In 2005, the nation’s hospitals handled 4 million emergency room visits by people with a primary diagnosis of a mental disorder, according to the Centers for Disease Control and Prevention. That represents 3.5 percent of all emergency visits — up from 2.7 percent in 1992.

“This is a horrible situation,” said Dr. Sandra Schneider, a New York physician and a board member of the American College of Emergency Physicians.

Most people who suffer mental illness “are not by their nature violent, but we’ve created a situation that can make them violent, or at least agitated,” she said.

At Roanoke Memorial, patients who need to be in a mental hospital get the next best thing: They are evaluated by the emergency department physician, given medication as needed and kept in separate quarters whenever possible.

While Roanoke Memorial has a room off the emergency department that can usually accommodate the mentally ill, about 90 percent of hospitals do not, Schneider said.

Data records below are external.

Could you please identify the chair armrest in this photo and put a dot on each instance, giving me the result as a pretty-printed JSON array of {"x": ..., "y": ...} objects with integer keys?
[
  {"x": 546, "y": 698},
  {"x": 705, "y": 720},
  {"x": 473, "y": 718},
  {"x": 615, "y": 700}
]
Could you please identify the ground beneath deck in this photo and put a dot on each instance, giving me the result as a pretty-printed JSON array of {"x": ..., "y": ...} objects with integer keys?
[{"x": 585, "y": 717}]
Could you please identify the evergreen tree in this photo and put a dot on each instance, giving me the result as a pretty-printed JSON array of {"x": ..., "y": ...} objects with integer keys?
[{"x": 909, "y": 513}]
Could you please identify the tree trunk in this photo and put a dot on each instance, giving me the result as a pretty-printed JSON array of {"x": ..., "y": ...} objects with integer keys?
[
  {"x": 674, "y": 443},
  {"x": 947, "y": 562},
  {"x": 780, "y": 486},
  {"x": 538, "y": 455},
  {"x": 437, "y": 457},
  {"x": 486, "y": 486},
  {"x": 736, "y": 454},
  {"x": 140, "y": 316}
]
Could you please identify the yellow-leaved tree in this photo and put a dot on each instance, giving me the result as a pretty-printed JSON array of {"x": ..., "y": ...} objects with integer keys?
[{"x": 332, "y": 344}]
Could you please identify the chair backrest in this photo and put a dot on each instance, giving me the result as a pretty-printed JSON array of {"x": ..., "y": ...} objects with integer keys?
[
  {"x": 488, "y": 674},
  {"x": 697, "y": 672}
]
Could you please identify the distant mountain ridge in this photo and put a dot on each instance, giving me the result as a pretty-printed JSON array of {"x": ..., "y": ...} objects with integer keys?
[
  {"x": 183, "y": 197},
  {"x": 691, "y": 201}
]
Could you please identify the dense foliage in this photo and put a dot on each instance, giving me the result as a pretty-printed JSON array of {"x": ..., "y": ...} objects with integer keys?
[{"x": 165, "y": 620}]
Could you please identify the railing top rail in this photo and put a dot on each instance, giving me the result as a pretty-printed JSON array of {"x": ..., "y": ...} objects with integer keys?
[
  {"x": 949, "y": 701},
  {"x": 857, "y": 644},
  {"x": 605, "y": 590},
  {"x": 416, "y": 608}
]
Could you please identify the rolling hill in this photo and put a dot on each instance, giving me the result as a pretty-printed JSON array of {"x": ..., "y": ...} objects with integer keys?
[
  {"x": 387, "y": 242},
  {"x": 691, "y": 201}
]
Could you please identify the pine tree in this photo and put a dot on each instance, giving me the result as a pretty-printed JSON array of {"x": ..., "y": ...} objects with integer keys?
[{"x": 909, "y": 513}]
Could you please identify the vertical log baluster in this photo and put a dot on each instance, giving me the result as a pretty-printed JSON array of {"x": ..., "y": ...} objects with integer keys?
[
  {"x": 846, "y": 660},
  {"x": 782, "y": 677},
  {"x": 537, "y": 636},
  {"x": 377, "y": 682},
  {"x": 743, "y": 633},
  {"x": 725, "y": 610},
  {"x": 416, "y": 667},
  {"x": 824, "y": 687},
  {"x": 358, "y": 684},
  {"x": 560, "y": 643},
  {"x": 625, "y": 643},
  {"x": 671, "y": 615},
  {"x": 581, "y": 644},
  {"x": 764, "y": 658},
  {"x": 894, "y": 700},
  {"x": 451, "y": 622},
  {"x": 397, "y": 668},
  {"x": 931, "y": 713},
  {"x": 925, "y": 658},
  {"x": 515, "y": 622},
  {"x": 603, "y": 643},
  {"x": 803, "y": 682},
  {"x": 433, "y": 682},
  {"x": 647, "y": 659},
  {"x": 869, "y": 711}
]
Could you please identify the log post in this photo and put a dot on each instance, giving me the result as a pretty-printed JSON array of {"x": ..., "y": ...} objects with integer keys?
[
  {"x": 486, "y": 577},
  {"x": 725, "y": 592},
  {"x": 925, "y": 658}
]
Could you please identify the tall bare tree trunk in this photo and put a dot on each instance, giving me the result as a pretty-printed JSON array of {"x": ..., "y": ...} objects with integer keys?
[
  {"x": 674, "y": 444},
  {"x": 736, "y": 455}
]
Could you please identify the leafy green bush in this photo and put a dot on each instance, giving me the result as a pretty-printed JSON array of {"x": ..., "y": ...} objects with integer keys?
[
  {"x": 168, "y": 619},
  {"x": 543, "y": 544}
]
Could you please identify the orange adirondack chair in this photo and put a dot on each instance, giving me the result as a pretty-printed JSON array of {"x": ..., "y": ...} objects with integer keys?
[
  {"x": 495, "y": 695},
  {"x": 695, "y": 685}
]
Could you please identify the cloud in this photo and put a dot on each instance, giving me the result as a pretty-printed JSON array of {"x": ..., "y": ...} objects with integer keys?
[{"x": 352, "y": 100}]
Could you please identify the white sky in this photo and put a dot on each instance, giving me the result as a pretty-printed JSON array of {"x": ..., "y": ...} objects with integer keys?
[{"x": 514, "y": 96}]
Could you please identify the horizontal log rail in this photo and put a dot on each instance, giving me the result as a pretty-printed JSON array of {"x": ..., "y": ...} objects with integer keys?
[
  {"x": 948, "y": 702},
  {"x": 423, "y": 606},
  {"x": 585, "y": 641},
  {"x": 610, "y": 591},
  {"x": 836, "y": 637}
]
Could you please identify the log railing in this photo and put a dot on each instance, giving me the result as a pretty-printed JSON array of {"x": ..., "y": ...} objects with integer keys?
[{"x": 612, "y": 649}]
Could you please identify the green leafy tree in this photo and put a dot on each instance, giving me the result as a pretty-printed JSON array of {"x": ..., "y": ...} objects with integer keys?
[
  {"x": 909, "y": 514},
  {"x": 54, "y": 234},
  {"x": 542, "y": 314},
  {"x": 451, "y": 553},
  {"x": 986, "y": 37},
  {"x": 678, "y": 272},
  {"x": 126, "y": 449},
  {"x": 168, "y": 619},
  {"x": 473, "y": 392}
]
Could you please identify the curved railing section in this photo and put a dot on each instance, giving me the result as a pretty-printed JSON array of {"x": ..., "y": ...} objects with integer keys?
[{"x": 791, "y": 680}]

Some hospitals resort to issuing red gowns to mental health patients to distinguish them from the people who are being treated for heart attacks or broken limbs.

In Roanoke and elsewhere, mental heath patients with nowhere to go sometimes end up in facilities several hours away. And of the ones who end up committed to Carilion’s psychiatric center, about 30 percent come from more than 100 miles away, Kilgus said.

That can tie up the time of police officers, who end up transporting the patients.

In Alleghany County, which depends on Roanoke Valley facilities for inpatient hospitalization, Sheriff Dale Muterspaugh said his deputies spend several hundred hours a year shuttling the mentally ill around.

While state legislators have long known about the shortage of bed space in mental health facilities, “it keeps getting worse,” Muterspaugh said.

“The system has certainly bogged down and it seems like nobody is doing anything to address it,” he said. “There’s got to be a better way.”